Есть и другая. Бруно Шульц называл Гомбровича разведчиком и именователем областей неофициального, непризнаваемого, замалчиваемого в жизни и в сознании, сопоставляя его с Фрейдом (я бы добавил здесь имя фрейдовского ученика Эрика Эриксона, который ввел само понятие «кризис взросления»). Роль, что ни говори, для большинства окружающих малосимпатичная, и надеяться на их благодарность или хотя бы благожелательность в ответ на откровенность диагноста, понятно, не приходится. Тем более что Гомбрович был привередлив и нелицеприятен, привык провоцировать и любил задирать, делал это каждым словом, каждым поступком, каждой новой вещью. От него доставалось и самым близким (тому же Шульцу или Милошу), а о более дальних и говорить нечего. Приглашаю читателей, вовсе не знакомых с гомбровичевским «Дневником» или только что пробежавших переведенные на русский отрывки, обратиться к публикуемой ниже рецензии, написанной еле сдерживающим ярость Пазолини, и оценить, какую неприязнь мог Гомбрович вызывать у других, как он умел «достать»[119].
Но такой «неприятный» писатель не просто тяжел для окружающих.

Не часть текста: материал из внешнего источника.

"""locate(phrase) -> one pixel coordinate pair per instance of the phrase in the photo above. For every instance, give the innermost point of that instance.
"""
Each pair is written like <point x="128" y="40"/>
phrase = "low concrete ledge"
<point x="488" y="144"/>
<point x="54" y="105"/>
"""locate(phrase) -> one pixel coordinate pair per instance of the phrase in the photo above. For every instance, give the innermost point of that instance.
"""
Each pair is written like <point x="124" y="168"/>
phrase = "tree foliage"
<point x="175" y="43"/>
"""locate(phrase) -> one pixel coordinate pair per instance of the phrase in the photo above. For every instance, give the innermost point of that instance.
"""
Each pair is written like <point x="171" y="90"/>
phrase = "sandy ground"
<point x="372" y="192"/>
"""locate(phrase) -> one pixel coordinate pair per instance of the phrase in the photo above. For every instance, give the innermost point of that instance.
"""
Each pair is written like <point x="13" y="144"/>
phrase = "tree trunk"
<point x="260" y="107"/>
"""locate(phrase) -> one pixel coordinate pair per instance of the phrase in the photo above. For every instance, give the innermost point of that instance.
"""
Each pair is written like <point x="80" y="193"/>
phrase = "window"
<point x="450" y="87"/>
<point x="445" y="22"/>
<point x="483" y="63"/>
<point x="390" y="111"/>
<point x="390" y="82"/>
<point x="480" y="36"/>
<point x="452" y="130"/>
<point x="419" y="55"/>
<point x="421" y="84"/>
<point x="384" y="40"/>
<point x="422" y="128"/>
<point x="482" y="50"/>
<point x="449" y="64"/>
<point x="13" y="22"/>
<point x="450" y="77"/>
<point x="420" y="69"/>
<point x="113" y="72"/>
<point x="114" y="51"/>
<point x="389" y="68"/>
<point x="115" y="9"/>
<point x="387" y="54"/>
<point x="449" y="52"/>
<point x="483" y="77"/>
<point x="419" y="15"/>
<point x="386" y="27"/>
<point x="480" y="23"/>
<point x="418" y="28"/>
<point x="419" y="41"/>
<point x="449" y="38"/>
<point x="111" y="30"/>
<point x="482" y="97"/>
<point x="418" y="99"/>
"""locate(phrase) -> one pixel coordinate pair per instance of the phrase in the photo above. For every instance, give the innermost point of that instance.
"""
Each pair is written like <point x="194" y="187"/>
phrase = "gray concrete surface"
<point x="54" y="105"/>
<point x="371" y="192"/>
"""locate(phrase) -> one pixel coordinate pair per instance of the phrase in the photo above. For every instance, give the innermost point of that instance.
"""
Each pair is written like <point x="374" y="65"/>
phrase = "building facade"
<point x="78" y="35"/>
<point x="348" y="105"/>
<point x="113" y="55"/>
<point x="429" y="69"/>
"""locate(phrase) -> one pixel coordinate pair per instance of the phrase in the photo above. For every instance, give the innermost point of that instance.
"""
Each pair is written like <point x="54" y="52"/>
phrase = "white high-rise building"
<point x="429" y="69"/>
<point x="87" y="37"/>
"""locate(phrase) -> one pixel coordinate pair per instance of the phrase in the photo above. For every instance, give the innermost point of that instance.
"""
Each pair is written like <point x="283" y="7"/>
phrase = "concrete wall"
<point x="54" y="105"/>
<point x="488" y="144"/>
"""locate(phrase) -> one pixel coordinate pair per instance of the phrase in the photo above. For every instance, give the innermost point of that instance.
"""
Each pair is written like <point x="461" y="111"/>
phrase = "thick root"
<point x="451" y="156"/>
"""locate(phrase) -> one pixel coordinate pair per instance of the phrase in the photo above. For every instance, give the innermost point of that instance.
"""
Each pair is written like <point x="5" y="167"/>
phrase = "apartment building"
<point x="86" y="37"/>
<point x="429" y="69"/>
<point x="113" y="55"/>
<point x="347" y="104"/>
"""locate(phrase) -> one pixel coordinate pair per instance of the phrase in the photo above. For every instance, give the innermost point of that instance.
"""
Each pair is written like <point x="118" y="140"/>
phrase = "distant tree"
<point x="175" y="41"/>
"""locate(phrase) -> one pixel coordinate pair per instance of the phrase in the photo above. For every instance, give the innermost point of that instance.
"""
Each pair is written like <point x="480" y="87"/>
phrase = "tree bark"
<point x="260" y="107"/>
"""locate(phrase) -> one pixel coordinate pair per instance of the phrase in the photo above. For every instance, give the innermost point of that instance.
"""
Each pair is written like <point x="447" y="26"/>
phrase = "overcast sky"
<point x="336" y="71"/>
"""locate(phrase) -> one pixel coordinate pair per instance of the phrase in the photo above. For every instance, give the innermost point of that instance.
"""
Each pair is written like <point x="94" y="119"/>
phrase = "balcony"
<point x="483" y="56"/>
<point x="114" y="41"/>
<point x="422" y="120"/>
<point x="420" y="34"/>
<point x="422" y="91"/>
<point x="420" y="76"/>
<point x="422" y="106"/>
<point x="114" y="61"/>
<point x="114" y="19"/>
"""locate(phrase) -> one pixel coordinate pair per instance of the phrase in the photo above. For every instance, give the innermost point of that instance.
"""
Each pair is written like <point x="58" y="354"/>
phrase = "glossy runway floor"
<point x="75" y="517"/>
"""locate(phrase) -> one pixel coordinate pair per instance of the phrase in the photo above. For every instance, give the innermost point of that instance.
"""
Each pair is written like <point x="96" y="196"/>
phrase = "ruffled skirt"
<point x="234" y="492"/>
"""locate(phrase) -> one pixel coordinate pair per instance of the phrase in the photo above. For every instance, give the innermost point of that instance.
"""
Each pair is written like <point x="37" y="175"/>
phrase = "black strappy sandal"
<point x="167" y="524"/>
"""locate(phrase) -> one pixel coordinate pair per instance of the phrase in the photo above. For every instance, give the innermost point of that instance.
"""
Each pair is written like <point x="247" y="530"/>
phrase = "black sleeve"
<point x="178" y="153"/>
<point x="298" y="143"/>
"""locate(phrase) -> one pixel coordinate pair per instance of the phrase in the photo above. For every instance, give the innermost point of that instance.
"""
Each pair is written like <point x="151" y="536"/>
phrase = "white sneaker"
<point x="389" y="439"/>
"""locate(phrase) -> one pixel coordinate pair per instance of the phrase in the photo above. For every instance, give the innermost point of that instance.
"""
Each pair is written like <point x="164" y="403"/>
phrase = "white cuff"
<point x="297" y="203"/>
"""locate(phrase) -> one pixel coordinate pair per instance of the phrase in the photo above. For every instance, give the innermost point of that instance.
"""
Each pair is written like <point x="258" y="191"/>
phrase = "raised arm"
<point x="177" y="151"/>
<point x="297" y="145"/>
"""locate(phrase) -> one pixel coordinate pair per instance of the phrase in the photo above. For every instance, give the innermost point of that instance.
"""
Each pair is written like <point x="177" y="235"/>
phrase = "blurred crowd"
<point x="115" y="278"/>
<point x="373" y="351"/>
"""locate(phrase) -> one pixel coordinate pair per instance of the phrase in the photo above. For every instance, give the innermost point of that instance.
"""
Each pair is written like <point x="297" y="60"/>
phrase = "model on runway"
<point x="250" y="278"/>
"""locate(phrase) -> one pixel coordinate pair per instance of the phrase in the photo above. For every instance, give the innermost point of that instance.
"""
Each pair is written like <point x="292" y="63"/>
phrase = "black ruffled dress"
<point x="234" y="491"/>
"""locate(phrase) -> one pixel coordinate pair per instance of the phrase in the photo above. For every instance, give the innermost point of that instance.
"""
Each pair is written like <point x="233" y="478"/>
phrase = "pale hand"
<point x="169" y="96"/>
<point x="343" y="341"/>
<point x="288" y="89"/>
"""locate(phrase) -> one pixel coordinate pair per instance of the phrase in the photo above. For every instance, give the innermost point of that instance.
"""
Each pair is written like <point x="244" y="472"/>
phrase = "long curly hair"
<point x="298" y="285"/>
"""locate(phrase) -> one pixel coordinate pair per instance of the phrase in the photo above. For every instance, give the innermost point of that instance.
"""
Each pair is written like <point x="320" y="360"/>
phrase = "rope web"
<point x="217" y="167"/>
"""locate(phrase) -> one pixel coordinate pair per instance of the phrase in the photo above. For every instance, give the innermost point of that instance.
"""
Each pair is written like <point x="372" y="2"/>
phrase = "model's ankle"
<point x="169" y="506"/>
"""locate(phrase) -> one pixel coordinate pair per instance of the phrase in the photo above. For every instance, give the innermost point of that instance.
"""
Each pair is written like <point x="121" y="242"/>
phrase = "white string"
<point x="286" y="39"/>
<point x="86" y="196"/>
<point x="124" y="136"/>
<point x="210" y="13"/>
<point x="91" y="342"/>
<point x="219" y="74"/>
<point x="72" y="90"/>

Окружающее тяжело для него самого, вот в чем дело: правда для него – всегда «одиозная» (по выражению грибоедовского персонажа, «хуже всякой лжи»), признания – всегда «тягостные» и «невольные». При этом он своим дьявольским зрением сразу видит ахиллесову пяту собеседника и метит в самые болезненные для него, а потому упорней всего защищаемые точки – гордыню и жертвенность, стайность и самодовольство, похвальбу и раболепие… Если говорить о двух сквозных традициях польской культуры: пророческо-мифотворческой и нигилистическо-иконоборческой, то Гомбровича можно считать главной представительской фигурой, прародителем и покровителем второй из названных линий – линии беспощадной национальной самокритики; он бы, впрочем, на это отрезал, что представляет только себя. Думаю, сатирические фильмы Мунка или абсурдистские драмы Мрожека – на той же смысловой оси, и статус подобных авторов (вспомним, к примеру, наших Щедрина или Зощенко) не назовешь исторически надежным, непоколебимо классическим.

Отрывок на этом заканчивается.